On attend donc des contenus et méthodes pédagogiques autant que des enseignant-e-s, éducateurs et éducatrices, qu'ils permettent à ces jeunes d'accéder sans heurt à la richesse de la pluralité.

Toutefois, il ne peut être admis de reconnaître des croyances et idéologies ou courants de pensée qui refusent la tolérance et visent eux-mêmes le rejet de l'altérité et du pluralisme ; surgissent alors de graves risques de violence.

Nous savons que l'Histoire a également une dimension religieuseÝ: les grands textes fondateurs des différentes religions sont patrimoines de l'humanité et font partie de son langage symbolique.
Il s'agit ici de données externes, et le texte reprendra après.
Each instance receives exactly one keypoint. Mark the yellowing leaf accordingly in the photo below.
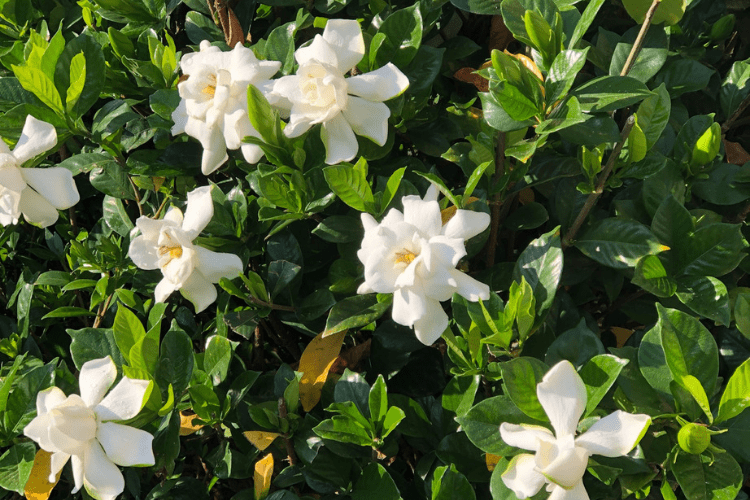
(262, 476)
(186, 424)
(260, 439)
(38, 486)
(314, 364)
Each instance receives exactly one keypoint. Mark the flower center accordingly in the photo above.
(405, 257)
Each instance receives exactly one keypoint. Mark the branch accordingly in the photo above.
(638, 44)
(593, 197)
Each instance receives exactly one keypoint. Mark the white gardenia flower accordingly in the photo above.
(37, 193)
(167, 244)
(84, 429)
(414, 256)
(319, 92)
(213, 108)
(560, 459)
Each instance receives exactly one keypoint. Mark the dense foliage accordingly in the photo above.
(563, 183)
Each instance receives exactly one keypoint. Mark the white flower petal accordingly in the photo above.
(424, 215)
(431, 326)
(468, 287)
(36, 209)
(525, 437)
(345, 37)
(340, 142)
(615, 434)
(143, 253)
(214, 265)
(408, 306)
(522, 478)
(380, 85)
(124, 401)
(200, 210)
(76, 462)
(563, 397)
(163, 290)
(125, 445)
(368, 119)
(198, 290)
(577, 492)
(57, 462)
(96, 377)
(56, 184)
(102, 478)
(466, 224)
(37, 137)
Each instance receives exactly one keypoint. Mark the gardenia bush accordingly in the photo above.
(460, 249)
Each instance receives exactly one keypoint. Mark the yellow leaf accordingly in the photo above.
(262, 476)
(491, 460)
(314, 364)
(260, 439)
(38, 486)
(186, 424)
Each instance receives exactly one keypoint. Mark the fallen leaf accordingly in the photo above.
(38, 486)
(261, 439)
(262, 476)
(186, 424)
(491, 460)
(314, 364)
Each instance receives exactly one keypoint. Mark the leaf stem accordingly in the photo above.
(638, 44)
(594, 196)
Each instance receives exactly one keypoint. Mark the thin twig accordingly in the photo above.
(291, 455)
(740, 109)
(593, 197)
(496, 201)
(638, 44)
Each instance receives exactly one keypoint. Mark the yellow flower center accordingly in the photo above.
(405, 257)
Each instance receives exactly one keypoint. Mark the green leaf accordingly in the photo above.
(128, 331)
(35, 81)
(375, 484)
(706, 296)
(77, 81)
(683, 75)
(608, 93)
(599, 374)
(736, 396)
(481, 423)
(588, 16)
(217, 358)
(563, 71)
(618, 243)
(541, 265)
(403, 36)
(357, 311)
(650, 59)
(344, 430)
(708, 477)
(351, 186)
(669, 12)
(93, 343)
(520, 378)
(735, 88)
(449, 484)
(115, 216)
(175, 361)
(651, 275)
(15, 466)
A ce titre leur étude favorise le rapprochement des personnes et des cultures et peut faire découvrir des valeurs communes.

On aura avantage dans le cadre de la laïcité à séparer clairement ce qui revient à l'école publique et ce qui peut être de la responsabilité de différentes familles religieuses, mais celles-ci ne doivent en aucun cas contrevenir aux valeurs citoyennes et à l'énoncé des droits humains fondamentaux.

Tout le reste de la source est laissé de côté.